Виктор смутился. Он знал, как скуп на похвалы Дмитрий Дмитриевич.
— Но… — Озолинь поднял вверх длинный, худой палец, — но кое-что вам надо учесть.
Виктор с некоторой тревогой посмотрел на Озолиня.
— Хотите, я вам расскажу случай, который многому меня научил? — спросил Дмитрий Дмитриевич.
Виктор кивнул: конечно!
— Так вот. Был я тогда еще моложе вас и, пожалуй, погорячее. Работал я в уездном ЧК одного небольшого южного городишка…
И Озолинь рассказал, как однажды в приемную ЧК пришел высокий седоусый мужчина. Он был в гражданском платье, но выправка его и манера держаться подтянуто и строго выдавали в нем бывшего военного.
«Что вас привело к нам?» — спросили его.
«Пришел за помощью. Или арестуйте, или помогите».
История этого человека была довольно типичной; немало таких историй приходилось выслушивать в те годы сотрудникам ЧК.
Он родом из мещан. Получил образование и пошел на военную службу. Честно сражался с немцами. И, как многие офицеры, проклинал виновников поражений на фронтах. Поэтому Февраль встретил сочувственно, хотя и осторожно, а вот Октябрь — как он сам выразился — «не понял». «Многое мне казалось странным, многое пугало…» Особенно возмутил его Брестский мир. Как? Отдать немцам Прибалтику, половину Белоруссии, Украину с Донбассом, платить контрибуцию! Позор! Объяснение пришло само собой: «Продали большевики Россию». Офицер пробрался на юг, к генералу Деникину, в так называемую Добровольческую армию — «спасать единую, неделимую Русь». Но, как говорится, не было бы счастья, да несчастье помогло: едва получив назначение, офицер заболел тифом. Полгода провалялся в больнице. Было достаточно времени, чтобы поразмыслить.

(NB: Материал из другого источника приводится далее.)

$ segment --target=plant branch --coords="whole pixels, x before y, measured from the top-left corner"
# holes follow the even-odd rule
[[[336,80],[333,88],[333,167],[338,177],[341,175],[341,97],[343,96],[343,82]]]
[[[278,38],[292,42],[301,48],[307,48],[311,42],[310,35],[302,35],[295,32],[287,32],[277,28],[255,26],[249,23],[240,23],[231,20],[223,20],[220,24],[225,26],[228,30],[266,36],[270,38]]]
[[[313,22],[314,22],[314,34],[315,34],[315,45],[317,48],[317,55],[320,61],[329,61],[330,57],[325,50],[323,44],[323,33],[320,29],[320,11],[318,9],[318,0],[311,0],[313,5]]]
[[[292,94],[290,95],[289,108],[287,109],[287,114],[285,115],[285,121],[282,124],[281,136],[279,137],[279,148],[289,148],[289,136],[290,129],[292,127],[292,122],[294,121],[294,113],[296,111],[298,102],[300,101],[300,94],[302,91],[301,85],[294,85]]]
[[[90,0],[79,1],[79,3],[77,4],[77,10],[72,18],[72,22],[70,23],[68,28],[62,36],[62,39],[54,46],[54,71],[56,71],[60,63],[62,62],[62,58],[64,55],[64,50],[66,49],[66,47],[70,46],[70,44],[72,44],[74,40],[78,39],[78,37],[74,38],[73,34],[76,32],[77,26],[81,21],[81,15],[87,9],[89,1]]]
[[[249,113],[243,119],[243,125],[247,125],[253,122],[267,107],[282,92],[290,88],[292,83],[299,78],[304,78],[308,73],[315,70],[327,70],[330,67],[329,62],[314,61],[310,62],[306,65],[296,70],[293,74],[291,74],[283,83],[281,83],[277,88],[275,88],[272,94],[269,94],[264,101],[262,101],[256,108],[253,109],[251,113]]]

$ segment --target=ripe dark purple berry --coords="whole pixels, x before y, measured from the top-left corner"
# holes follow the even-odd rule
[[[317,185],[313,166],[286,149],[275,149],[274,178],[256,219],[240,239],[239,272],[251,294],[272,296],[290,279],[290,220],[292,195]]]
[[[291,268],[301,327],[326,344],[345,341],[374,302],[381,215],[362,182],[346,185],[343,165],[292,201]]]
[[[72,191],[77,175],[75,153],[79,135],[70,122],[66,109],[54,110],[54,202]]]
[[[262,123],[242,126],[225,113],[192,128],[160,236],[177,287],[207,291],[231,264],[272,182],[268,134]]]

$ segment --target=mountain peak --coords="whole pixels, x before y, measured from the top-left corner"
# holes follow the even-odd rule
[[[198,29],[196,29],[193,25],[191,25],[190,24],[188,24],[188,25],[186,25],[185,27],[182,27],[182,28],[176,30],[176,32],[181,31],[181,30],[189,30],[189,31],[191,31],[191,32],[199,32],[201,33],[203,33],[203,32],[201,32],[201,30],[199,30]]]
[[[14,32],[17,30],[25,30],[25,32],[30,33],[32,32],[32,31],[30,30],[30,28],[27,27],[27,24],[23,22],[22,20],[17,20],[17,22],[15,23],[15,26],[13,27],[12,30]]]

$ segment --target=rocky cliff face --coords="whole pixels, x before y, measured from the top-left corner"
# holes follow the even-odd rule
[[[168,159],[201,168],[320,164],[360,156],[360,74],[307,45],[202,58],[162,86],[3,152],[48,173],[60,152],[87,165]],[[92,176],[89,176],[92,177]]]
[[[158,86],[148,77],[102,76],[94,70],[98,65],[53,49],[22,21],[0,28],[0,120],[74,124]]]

От соседей по койке не раз слышал он рассказы о зверствах «товарищей по оружию», о продажности генералов, о разгуле спекуляции, о взяточничестве в белом тылу. Он долго думал обо всем этом и решил дезертировать из армии. Скрылся у родственников, дождался прихода красных. Но к большевикам пойти на службу побоялся. Скитался. После долгих и трудных раздумий решился прийти в ЧК.
«Чего же вы хотите от нас?» — спросили его.
«Хочу честно работать, но без вашей рекомендации меня никуда не возьмут. Не любят таких, как я, и не доверяют им».
Он положил на стол пачку заранее приготовленных документов: биографию, какие-то квитанции, удостоверение, справку о сдаче оружия.
— Ну, и как вы думаете, товарищ Волосов, что было дальше? — спросил Озолинь. — Вы помните, какое время было?
Виктор только кивнул.
— Конечно, мнения разделились, — продолжал Озолинь, похаживая по кабинету. — Некоторые, и среди них, — он усмехнулся, — один ваш знакомый, кричали: «Судить эту контру! Все равно продаст!» Другие утверждали, что настоящий революционер должен сочетать в себе непримиримость и беспощадность к врагу с подлинным пролетарским гуманизмом. Так учил нас Дзержинский.